Current output represents a significant drop off from the field's peak, and Iraqi officials hope to increase production to 500,000 barrels per day in three years.
The visit was the first since the British energy giant and Iraq signed a deal in September which calls for BP to carry out surveys at the oilfield, but which could eventually lead to the company working to increase the field's output.
Developing the field is part of Iraqi efforts to boost oil output in order to fund much-needed reconstruction.
At the time the contract was announced, the Kurdistan region condemned the deal.
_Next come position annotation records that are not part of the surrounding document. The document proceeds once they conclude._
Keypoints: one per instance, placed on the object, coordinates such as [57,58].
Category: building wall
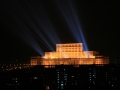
[69,54]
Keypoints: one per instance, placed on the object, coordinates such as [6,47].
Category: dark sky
[99,22]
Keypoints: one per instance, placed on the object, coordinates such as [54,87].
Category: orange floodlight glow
[70,54]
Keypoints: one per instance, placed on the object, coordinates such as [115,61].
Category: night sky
[29,27]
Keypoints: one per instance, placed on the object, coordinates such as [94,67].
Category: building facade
[69,54]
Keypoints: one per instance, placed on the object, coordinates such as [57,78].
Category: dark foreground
[83,77]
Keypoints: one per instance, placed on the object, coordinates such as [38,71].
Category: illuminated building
[69,54]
A spokesman for the region's natural resources ministry did not immediately respond to requests for comment.
The dispute over oil is one of several between the central government and Kurdish authorities, who want to incorporate a swathe of land into their autonomous region over the central government's objections.
The federal and regional governments also disagree over the apportioning of oil revenues, and Baghdad has been angered by the Kurdish region signing contracts with foreign energy firms without its approval.
Diplomats and officials say the dispute over territory in particular is one of the main long-term threats to Iraq's stability.